High-Sensitivity Flexible Sponge Sensor Capable of Sensing Tiny Pressures with a Surface Microstructure

Piezoresistive sensors are widely used because of their simple fabrication process and low cost, and their performance is usually improved via a single method, such as creating microstructures or adjusting material mechanical properties. In this study, when the two methods are combined, a high-sensitivity flexible sponge sensor capable of sensing tiny pressures with surface hemispheres was designed, and mathematical models for its sensing response caused by compression deformation were established.
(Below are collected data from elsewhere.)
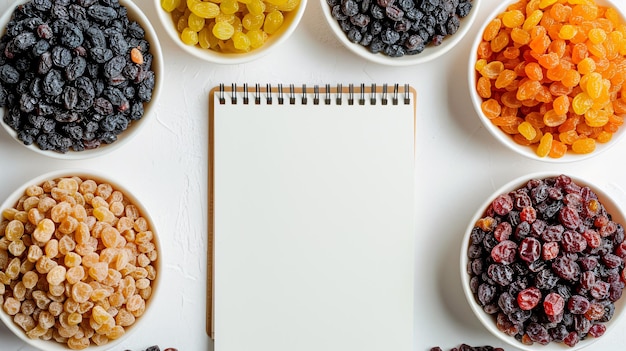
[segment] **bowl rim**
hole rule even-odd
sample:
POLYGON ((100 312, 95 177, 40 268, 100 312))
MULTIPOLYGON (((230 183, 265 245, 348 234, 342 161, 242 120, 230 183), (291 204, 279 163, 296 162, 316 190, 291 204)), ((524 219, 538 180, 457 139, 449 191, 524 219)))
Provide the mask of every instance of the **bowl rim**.
POLYGON ((269 54, 274 48, 282 45, 285 41, 287 41, 300 26, 300 22, 304 16, 308 0, 300 0, 298 7, 295 10, 289 11, 285 15, 285 19, 289 20, 288 26, 282 26, 277 33, 274 33, 272 36, 269 37, 268 41, 266 41, 263 46, 257 49, 250 50, 247 53, 222 53, 211 49, 203 49, 198 46, 186 45, 181 41, 180 34, 173 26, 170 13, 168 13, 161 7, 161 1, 153 0, 152 3, 155 7, 157 18, 159 23, 161 24, 161 28, 174 42, 174 44, 183 52, 188 53, 197 59, 210 63, 220 65, 237 65, 260 59, 269 54))
MULTIPOLYGON (((121 191, 126 199, 129 200, 132 204, 138 207, 142 217, 146 219, 148 224, 150 225, 152 234, 153 234, 153 242, 155 244, 155 250, 158 252, 157 260, 153 262, 154 268, 157 272, 157 277, 151 283, 152 293, 150 298, 146 301, 146 309, 143 315, 137 317, 135 323, 130 327, 125 328, 126 332, 120 338, 116 340, 111 340, 104 345, 94 345, 90 344, 85 350, 88 351, 105 351, 109 349, 113 349, 116 346, 119 346, 122 342, 128 340, 133 336, 133 333, 144 327, 149 320, 152 318, 152 314, 155 313, 154 310, 156 307, 154 306, 159 296, 161 294, 161 285, 162 285, 162 276, 163 276, 163 244, 160 238, 159 229, 154 221, 154 217, 150 214, 150 211, 146 207, 146 205, 139 201, 135 194, 128 190, 124 184, 122 184, 116 178, 110 176, 101 171, 90 170, 86 168, 66 168, 61 170, 54 170, 42 173, 34 178, 29 179, 28 181, 20 184, 10 195, 8 195, 5 199, 2 200, 0 204, 0 212, 9 206, 14 206, 15 203, 19 200, 21 196, 24 195, 26 188, 33 184, 41 184, 46 180, 57 179, 62 177, 72 177, 79 176, 81 179, 93 179, 100 182, 107 182, 113 186, 115 190, 121 191)), ((9 329, 13 335, 18 337, 22 342, 32 346, 38 350, 42 351, 67 351, 70 350, 69 347, 65 344, 61 344, 56 342, 54 339, 52 340, 41 340, 41 339, 31 339, 26 336, 26 333, 17 326, 12 318, 4 312, 4 309, 0 308, 0 321, 9 329)))
MULTIPOLYGON (((15 8, 18 5, 27 3, 29 1, 31 0, 16 0, 15 3, 9 5, 9 11, 0 16, 0 35, 4 35, 6 33, 6 25, 9 23, 11 17, 13 16, 15 8)), ((148 125, 148 123, 152 119, 154 119, 153 115, 155 115, 154 111, 156 110, 155 105, 159 100, 164 79, 164 63, 161 43, 159 42, 159 38, 154 29, 154 26, 138 5, 136 5, 132 0, 119 0, 119 3, 120 5, 127 8, 128 17, 131 20, 134 20, 141 24, 142 28, 145 31, 145 38, 150 43, 150 53, 153 56, 152 71, 154 72, 154 89, 152 91, 152 98, 150 99, 150 101, 144 103, 144 114, 142 118, 137 121, 133 121, 128 129, 118 135, 118 139, 111 144, 102 144, 95 149, 83 151, 74 151, 70 149, 66 153, 60 153, 52 150, 42 150, 35 143, 31 145, 24 144, 21 140, 18 139, 17 132, 13 130, 13 128, 9 127, 2 120, 4 115, 7 113, 7 109, 6 107, 0 107, 0 124, 2 125, 3 129, 9 134, 9 136, 11 136, 11 138, 15 140, 18 144, 37 154, 44 155, 53 159, 85 160, 90 158, 96 158, 117 150, 123 145, 130 142, 137 134, 141 132, 141 130, 145 129, 145 126, 148 125)))
MULTIPOLYGON (((512 190, 518 189, 525 185, 531 179, 545 179, 549 177, 556 177, 559 175, 566 175, 572 179, 573 182, 588 186, 591 190, 593 190, 598 196, 599 201, 604 205, 607 209, 607 212, 613 215, 613 217, 619 217, 622 220, 622 224, 626 225, 626 203, 618 200, 616 197, 610 196, 609 192, 606 190, 605 186, 602 186, 601 181, 592 181, 589 177, 582 177, 578 175, 574 175, 568 172, 558 172, 558 171, 537 171, 532 173, 527 173, 525 175, 518 176, 511 180, 505 181, 498 189, 494 190, 478 207, 478 210, 471 215, 471 218, 468 222, 468 225, 465 228, 465 232, 463 233, 463 238, 461 241, 461 252, 460 252, 460 260, 459 260, 459 270, 461 273, 461 285, 463 289, 463 293, 465 296, 465 300, 467 301, 470 309, 472 310, 474 316, 480 321, 480 323, 487 329, 491 335, 497 337, 499 340, 505 342, 506 344, 518 348, 524 351, 537 351, 537 350, 545 350, 545 351, 558 351, 558 350, 569 350, 569 351, 577 351, 583 348, 592 345, 596 341, 600 340, 601 337, 587 337, 585 340, 579 341, 574 347, 566 346, 562 343, 551 342, 547 345, 541 345, 538 343, 533 343, 532 345, 524 345, 517 339, 512 336, 508 336, 498 330, 496 328, 495 321, 493 320, 493 316, 488 315, 483 311, 482 308, 476 302, 476 298, 470 289, 470 279, 469 274, 467 273, 467 264, 469 259, 467 257, 467 248, 469 246, 470 235, 472 229, 475 227, 476 221, 478 221, 481 217, 483 217, 485 210, 488 206, 493 202, 493 200, 500 194, 508 193, 512 190)), ((606 332, 603 336, 607 335, 607 333, 612 332, 616 325, 619 324, 626 314, 626 295, 622 296, 619 300, 615 302, 615 314, 611 318, 609 322, 604 323, 606 326, 606 332)))
MULTIPOLYGON (((621 15, 622 20, 626 21, 626 13, 619 6, 615 4, 616 0, 594 0, 598 5, 601 6, 611 6, 617 10, 617 12, 621 15)), ((565 155, 560 158, 552 158, 549 156, 539 157, 534 148, 531 146, 523 146, 517 144, 513 139, 506 134, 504 131, 500 130, 499 127, 494 125, 482 112, 481 103, 483 99, 478 96, 476 93, 476 82, 477 82, 477 74, 475 70, 476 63, 476 51, 478 50, 478 45, 482 41, 482 35, 485 31, 485 28, 489 24, 489 22, 496 18, 499 14, 505 11, 505 9, 519 2, 519 0, 504 0, 502 3, 498 4, 484 19, 482 25, 478 28, 476 32, 476 37, 473 39, 472 46, 469 53, 469 60, 467 66, 467 78, 468 78, 468 86, 469 86, 469 94, 470 100, 472 101, 472 106, 474 107, 475 113, 478 115, 482 125, 487 129, 489 134, 491 134, 496 140, 498 140, 501 144, 506 146, 511 151, 522 155, 524 157, 530 158, 532 160, 541 161, 545 163, 554 163, 554 164, 564 164, 564 163, 572 163, 583 161, 592 157, 595 157, 599 154, 602 154, 604 151, 611 149, 613 146, 618 144, 624 139, 626 135, 626 128, 620 128, 618 132, 613 134, 613 138, 607 143, 598 143, 596 142, 596 149, 588 154, 575 154, 571 150, 568 150, 565 155)))
POLYGON ((350 52, 353 54, 360 56, 370 62, 387 65, 387 66, 412 66, 418 65, 421 63, 432 61, 438 57, 441 57, 443 54, 450 51, 453 47, 455 47, 461 40, 465 37, 465 35, 469 32, 469 30, 473 27, 476 22, 476 18, 478 17, 478 13, 480 12, 480 5, 482 0, 473 0, 472 9, 470 13, 461 18, 461 26, 453 35, 448 35, 445 37, 441 45, 439 46, 426 46, 423 52, 416 55, 404 55, 402 57, 390 57, 386 56, 382 53, 371 53, 366 47, 362 46, 358 43, 353 43, 348 40, 346 34, 341 30, 339 23, 332 16, 332 12, 330 6, 327 3, 327 0, 319 0, 320 5, 322 7, 322 12, 324 13, 324 18, 328 23, 331 31, 335 34, 337 40, 350 52))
Hydroxylated carbon nanotubes (CNT-OH) modified with carbon nanotubes (CNTs) were filled in a polydimethylsiloxane (PDMS) matrix, along with a poreformer, and poured into a mold to obtain a CNT-OH/PDMS sponge piezoresistive layer with a hemispherical array on its surface. The deformation equation of the piezoresistive layer under external pressure, the function of the contact area between the surface hemispherical array and the electrode, and the sensitivity model of the sensor were subsequently established. The effects of the material porosity and diameter of the surface hemispherical array on the performance of the sensor were investigated. An increase in the material porosity and a decrease in the hemispherical diameter of the piezoresistive layer are helpful for improving the sensitivity of the sensor and its ability to detect tinier pressure. The measurement range and response time of the sensor are determined mainly by the mechanical properties of the piezoresistive layer material. These experimental results were consistent with our theoretical conclusions. This sensor can accurately detect the number of seeds sown by agricultural seeders each time and can identify the frequency of human vocal cord vibrations, pulse beats, and wrist movements.